I came across this solution to the a/m problem here: https://sg.answers.yahoo.com/question/index?qid=20110515182700AAsSjeA.
The author of the solution claims that $\mathbb{Z}_{12}/2\mathbb{Z}_{12} \cong \mathbb{Z}_{6},$ hence $2\mathbb{Z}_{12}$ is not maximal ideal.
BUT $|\mathbb{Z}_{12}/2\mathbb{Z}_{12} |= 2$ , so shouldn't it be $\mathbb{Z}_{12}/2\mathbb{Z}_{12} \cong \mathbb{Z}_{2}$ and hence $2\mathbb{Z}_{12}$ is maximal ideal ?
Appreciate if anyone could advise on my doubts.

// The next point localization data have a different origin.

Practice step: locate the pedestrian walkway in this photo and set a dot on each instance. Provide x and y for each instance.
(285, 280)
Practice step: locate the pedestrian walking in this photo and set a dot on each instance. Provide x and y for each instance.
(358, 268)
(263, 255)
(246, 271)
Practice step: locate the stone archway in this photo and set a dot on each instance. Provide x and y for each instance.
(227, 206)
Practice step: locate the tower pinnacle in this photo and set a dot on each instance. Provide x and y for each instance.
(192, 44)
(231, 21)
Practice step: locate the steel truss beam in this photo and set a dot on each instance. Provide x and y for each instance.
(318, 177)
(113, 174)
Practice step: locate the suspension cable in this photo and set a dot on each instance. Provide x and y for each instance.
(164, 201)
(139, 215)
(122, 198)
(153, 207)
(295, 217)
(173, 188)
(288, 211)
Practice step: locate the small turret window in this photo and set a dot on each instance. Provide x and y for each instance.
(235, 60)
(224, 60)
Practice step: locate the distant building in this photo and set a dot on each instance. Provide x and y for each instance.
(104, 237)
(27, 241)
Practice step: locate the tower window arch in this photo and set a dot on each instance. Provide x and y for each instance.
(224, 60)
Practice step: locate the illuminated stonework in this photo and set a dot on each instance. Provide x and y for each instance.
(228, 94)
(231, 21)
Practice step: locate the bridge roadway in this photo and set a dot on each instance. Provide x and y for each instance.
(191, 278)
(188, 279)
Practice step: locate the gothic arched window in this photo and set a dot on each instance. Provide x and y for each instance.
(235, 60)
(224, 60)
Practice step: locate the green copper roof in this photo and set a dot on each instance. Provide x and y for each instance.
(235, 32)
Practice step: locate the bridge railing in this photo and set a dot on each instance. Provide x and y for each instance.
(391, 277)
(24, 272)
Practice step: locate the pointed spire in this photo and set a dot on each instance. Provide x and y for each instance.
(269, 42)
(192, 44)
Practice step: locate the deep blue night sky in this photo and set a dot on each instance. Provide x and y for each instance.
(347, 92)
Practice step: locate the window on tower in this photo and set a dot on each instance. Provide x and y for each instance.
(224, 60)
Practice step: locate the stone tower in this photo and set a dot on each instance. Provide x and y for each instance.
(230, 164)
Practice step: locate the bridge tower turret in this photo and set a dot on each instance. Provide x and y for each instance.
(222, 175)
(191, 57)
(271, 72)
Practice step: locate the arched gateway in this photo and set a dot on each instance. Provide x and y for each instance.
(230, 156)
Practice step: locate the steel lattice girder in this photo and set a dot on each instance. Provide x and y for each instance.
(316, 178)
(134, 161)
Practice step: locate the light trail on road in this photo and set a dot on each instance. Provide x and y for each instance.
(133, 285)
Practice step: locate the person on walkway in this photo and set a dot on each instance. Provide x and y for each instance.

$2\mathbb Z_{12}$ is a subgroup under addition. Every element takes the form $2n+(12)$, where $n\in\mathbb Z$. Now, if $2k+(12)=2\ell+(12)$, then $2(k-\ell)\in(12)$, so $6\mid k-\ell$. Thus, if you pick $n$ from $\{0,1,2,3,4,5\}$, you get distinct elements of $2\mathbb Z_{12}$. That is, $|2\mathbb Z_{12}|\geq 6$. By Lagrange's Theorem, it is an equality. Therefore $|\mathbb Z_{12}/2\mathbb Z_{12}|=12/6=2$ as you observed.